Optimizing AI Workloads with AWS Graviton3: A Case Study with Sprinklr
In today’s digital age, artificial intelligence (AI) has become an indispensable tool for businesses looking to streamline processes, gather insights, and improve decision-making. With the vast amount of data generated daily, companies need AI solutions that can handle diverse workloads efficiently while also being cost-effective. Sprinklr, a leading provider of customer experience management software, has achieved remarkable success in optimizing mixed AI workload inference performance with the help of AWS Graviton3-based instances.
Sprinklr’s AI processes thousands of servers to fine-tune and serve over 750 pre-built AI models across various verticals, making more than 10 billion predictions per day. To deliver tailored user experiences, Sprinklr deploys specialized AI models for specific business applications that utilize nine layers of machine learning, extracting meaning from data across different formats. This diverse database of models presents unique challenges for choosing the most efficient deployment infrastructure that balances scale and cost-effectiveness.
For mixed AI workloads with real-time latency requirements, traditional production instances were not cost-effective due to smaller model sizes and infrequent inference requests. This led Sprinklr to explore new instances that could offer the right balance of performance and cost-efficiency. AWS Graviton3 processors emerged as the ideal choice, offering optimized support for ML workloads and significant improvements in performance compared to x86-based instances.

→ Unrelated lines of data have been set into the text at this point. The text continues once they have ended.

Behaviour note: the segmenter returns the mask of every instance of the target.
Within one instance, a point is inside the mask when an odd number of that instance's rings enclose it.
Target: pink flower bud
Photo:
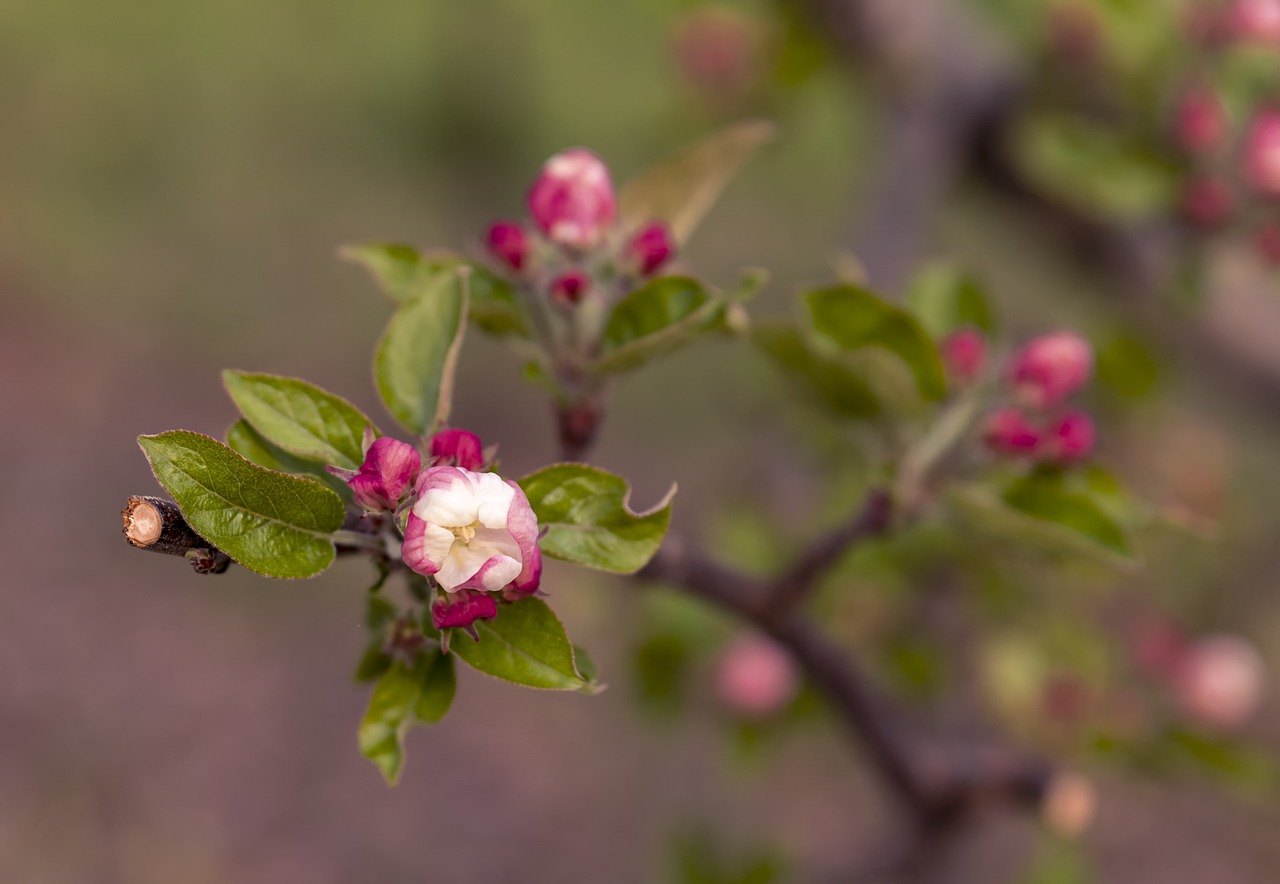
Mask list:
[[[1227,113],[1217,94],[1194,86],[1182,94],[1174,111],[1178,143],[1191,153],[1208,153],[1227,135]]]
[[[1152,619],[1141,624],[1132,640],[1133,656],[1147,673],[1172,679],[1187,653],[1187,637],[1166,620]]]
[[[1280,266],[1280,224],[1263,224],[1255,230],[1253,247],[1262,260]]]
[[[418,449],[399,439],[383,436],[374,440],[364,455],[364,463],[347,484],[355,501],[367,512],[392,512],[401,495],[413,485],[422,466]]]
[[[1182,707],[1203,724],[1244,724],[1262,700],[1265,667],[1253,645],[1232,635],[1202,639],[1182,660],[1175,689]]]
[[[529,256],[529,235],[514,221],[498,221],[485,234],[489,252],[512,270],[523,270]]]
[[[1231,8],[1231,24],[1242,40],[1280,41],[1280,0],[1236,0]]]
[[[1014,354],[1009,380],[1033,408],[1052,408],[1079,390],[1093,370],[1093,348],[1073,332],[1028,341]]]
[[[462,467],[478,470],[484,466],[484,446],[480,437],[466,430],[441,430],[431,437],[434,466]]]
[[[725,649],[716,670],[716,694],[742,715],[763,718],[780,711],[800,689],[786,651],[758,635],[744,635]]]
[[[654,221],[636,231],[622,252],[622,263],[641,276],[649,276],[667,263],[675,250],[671,230],[661,221]]]
[[[1217,178],[1194,178],[1182,191],[1182,215],[1197,227],[1220,227],[1231,216],[1231,191]]]
[[[473,589],[441,593],[431,603],[431,623],[436,629],[467,629],[477,620],[492,620],[497,616],[497,600],[487,592]]]
[[[1083,411],[1068,411],[1046,434],[1044,453],[1059,464],[1086,460],[1093,454],[1095,437],[1093,418]]]
[[[551,300],[561,307],[571,307],[582,300],[591,287],[591,278],[582,270],[566,270],[551,280]]]
[[[676,26],[672,50],[676,67],[712,101],[741,98],[757,79],[763,41],[753,18],[724,7],[701,7]]]
[[[969,384],[987,363],[987,339],[975,328],[961,328],[942,339],[939,346],[947,373],[958,384]]]
[[[617,213],[609,169],[576,147],[547,160],[529,190],[529,214],[553,242],[588,249],[603,238]]]
[[[1280,196],[1280,111],[1253,118],[1244,146],[1245,174],[1264,194]]]
[[[1014,457],[1029,457],[1040,447],[1040,430],[1016,408],[993,412],[987,418],[982,438],[987,447],[997,454]]]

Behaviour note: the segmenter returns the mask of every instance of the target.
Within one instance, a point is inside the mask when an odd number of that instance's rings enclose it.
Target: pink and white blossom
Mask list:
[[[1239,727],[1262,702],[1266,667],[1252,644],[1234,635],[1201,639],[1187,649],[1175,676],[1182,707],[1211,727]]]
[[[497,599],[474,589],[445,593],[431,603],[431,624],[436,629],[467,629],[477,620],[492,620],[497,616]]]
[[[987,339],[976,328],[956,329],[938,345],[947,374],[958,384],[970,384],[987,362]]]
[[[1058,464],[1086,460],[1093,454],[1096,438],[1093,418],[1088,412],[1073,409],[1050,427],[1045,436],[1045,454]]]
[[[640,276],[650,276],[675,254],[676,241],[671,229],[661,221],[646,224],[636,231],[622,251],[623,265]]]
[[[478,470],[484,466],[484,445],[480,437],[466,430],[441,430],[429,443],[432,466]]]
[[[735,712],[763,718],[795,699],[800,676],[777,643],[759,635],[744,635],[725,649],[715,686],[720,699]]]
[[[1001,408],[987,417],[982,438],[997,454],[1031,457],[1040,447],[1042,434],[1018,409]]]
[[[512,270],[524,269],[529,257],[529,235],[515,221],[497,221],[485,233],[489,252]]]
[[[1262,193],[1280,196],[1280,111],[1254,117],[1244,146],[1245,174]]]
[[[529,190],[529,214],[552,242],[589,249],[617,215],[613,181],[604,162],[586,148],[547,160]]]
[[[365,451],[364,463],[354,473],[333,472],[351,486],[357,506],[366,512],[392,512],[401,496],[412,487],[422,466],[418,449],[407,442],[383,436]]]
[[[1093,348],[1074,332],[1028,341],[1014,354],[1009,381],[1033,408],[1052,408],[1083,387],[1093,372]]]

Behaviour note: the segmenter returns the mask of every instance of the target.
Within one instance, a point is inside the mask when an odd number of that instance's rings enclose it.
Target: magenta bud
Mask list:
[[[972,383],[987,363],[987,339],[975,328],[953,331],[942,339],[939,349],[947,374],[958,384]]]
[[[490,254],[512,270],[524,269],[529,257],[529,235],[514,221],[497,221],[485,234]]]
[[[1040,430],[1016,408],[992,412],[983,427],[982,438],[992,451],[1015,457],[1030,457],[1040,446]]]
[[[1196,178],[1182,191],[1182,215],[1197,227],[1220,227],[1231,215],[1231,191],[1216,178]]]
[[[716,694],[733,711],[763,718],[795,699],[800,677],[795,663],[775,642],[744,635],[725,649],[716,670]]]
[[[1245,175],[1262,193],[1280,196],[1280,111],[1253,118],[1244,145]]]
[[[1215,92],[1193,86],[1178,100],[1173,125],[1184,150],[1209,153],[1226,139],[1227,113]]]
[[[1096,435],[1093,418],[1083,411],[1068,411],[1046,434],[1044,452],[1063,465],[1087,460],[1093,454]]]
[[[1280,41],[1280,0],[1235,0],[1231,29],[1242,40]]]
[[[1010,362],[1009,380],[1031,407],[1052,408],[1083,387],[1092,371],[1089,342],[1074,332],[1060,331],[1023,345]]]
[[[529,214],[552,242],[591,248],[617,214],[608,167],[585,148],[556,154],[529,189]]]
[[[436,466],[478,470],[484,466],[480,437],[466,430],[441,430],[431,437],[430,451]]]
[[[1178,700],[1188,714],[1210,727],[1230,729],[1257,711],[1266,667],[1249,642],[1215,635],[1187,649],[1174,678]]]
[[[1280,224],[1263,224],[1255,230],[1253,247],[1262,260],[1280,266]]]
[[[650,276],[667,263],[676,251],[670,228],[661,221],[646,224],[636,231],[622,251],[622,264],[640,276]]]
[[[498,602],[487,592],[460,589],[442,592],[431,603],[431,623],[436,629],[466,629],[477,620],[498,616]]]
[[[591,287],[591,278],[581,270],[568,270],[551,280],[551,300],[571,307],[582,300]]]
[[[369,446],[364,463],[347,479],[347,484],[351,486],[356,504],[366,512],[393,512],[401,496],[413,486],[421,466],[418,449],[383,436]]]

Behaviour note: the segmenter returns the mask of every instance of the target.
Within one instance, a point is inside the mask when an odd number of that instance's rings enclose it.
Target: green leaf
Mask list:
[[[627,507],[630,488],[617,476],[582,464],[556,464],[520,480],[538,525],[542,551],[564,559],[631,574],[653,558],[671,521],[670,493],[652,510]]]
[[[1037,471],[1018,479],[1002,498],[1020,513],[1073,531],[1118,556],[1134,556],[1125,530],[1090,496],[1068,490],[1053,473]]]
[[[186,430],[139,436],[156,480],[201,537],[267,577],[311,577],[333,563],[342,500],[312,479],[264,470]]]
[[[471,306],[467,315],[472,324],[497,337],[531,337],[533,320],[515,287],[479,264],[467,266],[471,268]]]
[[[410,432],[429,435],[449,416],[466,315],[466,271],[441,271],[400,305],[378,342],[378,393]]]
[[[995,319],[982,286],[950,264],[933,264],[911,282],[907,304],[934,338],[970,326],[985,334],[995,331]]]
[[[422,255],[413,246],[368,243],[343,246],[338,254],[363,265],[393,301],[408,300],[428,275],[424,273]]]
[[[773,132],[765,120],[735,123],[633,178],[618,196],[623,229],[665,221],[677,242],[685,242]]]
[[[294,457],[283,448],[272,445],[243,418],[227,427],[227,445],[236,454],[253,461],[260,467],[275,470],[277,473],[292,473],[295,476],[317,479],[333,489],[342,498],[344,504],[351,503],[350,485],[320,464]]]
[[[373,421],[340,396],[271,374],[227,370],[222,383],[253,428],[290,454],[345,470],[364,462],[364,431]]]
[[[399,612],[380,595],[370,595],[365,602],[364,628],[369,634],[364,653],[356,664],[355,680],[376,681],[391,668],[394,658],[387,653],[387,637]]]
[[[444,718],[449,707],[453,705],[454,694],[458,691],[458,681],[453,668],[452,654],[441,654],[439,650],[432,650],[427,652],[425,657],[431,661],[431,665],[422,679],[422,690],[418,694],[418,700],[413,704],[413,716],[419,721],[435,724]]]
[[[477,620],[475,627],[479,641],[458,635],[449,646],[472,669],[531,688],[590,689],[564,625],[541,599],[522,599],[492,620]]]
[[[851,285],[810,292],[805,300],[820,334],[846,350],[882,347],[907,364],[925,399],[941,399],[946,394],[942,359],[910,313]]]
[[[404,769],[404,737],[415,721],[444,718],[453,702],[453,661],[439,648],[419,651],[413,663],[392,664],[373,687],[357,737],[360,754],[395,785]]]
[[[752,342],[835,414],[862,420],[880,414],[880,400],[858,372],[837,357],[816,350],[796,327],[761,323]]]
[[[724,300],[696,279],[664,276],[623,298],[605,327],[596,371],[624,371],[723,325]]]

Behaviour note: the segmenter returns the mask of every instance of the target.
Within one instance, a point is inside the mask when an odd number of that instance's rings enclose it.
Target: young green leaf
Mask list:
[[[156,480],[201,537],[267,577],[311,577],[333,563],[342,500],[312,479],[264,470],[186,430],[139,436]]]
[[[222,383],[253,428],[290,454],[345,470],[363,463],[364,431],[373,422],[342,397],[271,374],[227,370]]]
[[[387,637],[397,613],[395,605],[380,595],[370,595],[365,602],[364,629],[369,638],[356,664],[357,682],[376,681],[391,668],[394,659],[387,653]]]
[[[368,243],[343,246],[343,258],[361,264],[383,293],[393,301],[412,297],[424,275],[422,255],[413,246],[398,243]]]
[[[260,467],[275,470],[277,473],[292,473],[295,476],[306,476],[323,482],[342,498],[344,504],[351,503],[351,486],[346,482],[322,465],[295,457],[283,448],[272,445],[262,438],[262,434],[244,418],[227,427],[227,446],[236,454],[253,461]]]
[[[907,364],[925,399],[941,399],[946,394],[942,359],[910,313],[851,285],[810,292],[805,301],[819,334],[846,350],[882,347]]]
[[[880,400],[862,376],[835,356],[819,352],[795,326],[760,323],[752,327],[751,340],[834,414],[854,420],[880,414]]]
[[[404,736],[415,721],[434,724],[453,702],[453,661],[439,648],[399,660],[378,678],[357,737],[360,753],[394,786],[404,769]]]
[[[479,641],[456,635],[449,646],[472,669],[530,688],[590,688],[574,662],[564,624],[541,599],[522,599],[475,626]]]
[[[931,264],[911,282],[907,304],[934,338],[970,326],[995,331],[987,296],[972,276],[950,264]]]
[[[425,652],[423,658],[430,662],[430,666],[421,679],[422,690],[418,693],[417,702],[413,704],[413,717],[419,721],[435,724],[444,718],[449,707],[453,705],[453,697],[458,691],[458,680],[453,668],[452,654],[441,654],[436,648]]]
[[[1020,513],[1073,531],[1118,556],[1134,555],[1124,528],[1090,496],[1064,487],[1053,474],[1034,472],[1018,479],[1005,488],[1002,499]]]
[[[623,228],[664,221],[676,241],[685,242],[773,132],[774,125],[766,120],[735,123],[642,172],[618,196]]]
[[[525,476],[520,487],[547,533],[552,558],[631,574],[653,558],[671,521],[675,488],[652,510],[627,507],[630,489],[617,476],[582,464],[556,464]]]
[[[378,393],[410,432],[428,435],[449,415],[467,290],[465,270],[439,272],[400,305],[378,342]]]
[[[723,324],[725,302],[696,279],[664,276],[623,298],[605,327],[596,371],[636,368]]]

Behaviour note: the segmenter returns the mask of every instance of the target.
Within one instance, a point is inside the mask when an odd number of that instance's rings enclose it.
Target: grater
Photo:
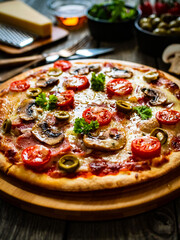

By migrating mixed inference/search workloads to Graviton3-based c7g instances, Sprinklr achieved impressive results:
– 20% throughput improvement and 30% latency reduction
– 25-30% cost savings
– Improved customer experience through reduced latency and increased throughput
– Lower carbon footprint by running more efficiently on the same number of instances
The transition to Graviton3-based instances was seamless, with engineering time kept minimal and performance improvements quickly realized in production workloads. Sprinklr has already migrated several models to Graviton3-based instances and plans to move more models to further optimize performance and cost savings.
In conclusion, Sprinklr’s success with AWS Graviton3-based instances serves as a testament to the importance of adopting cutting-edge technologies for efficiency, cost-saving, and improved customer experience. As technology continues to evolve, companies must stay ahead of the curve and seek new compute solutions that not only reduce costs but also enhance their products and services.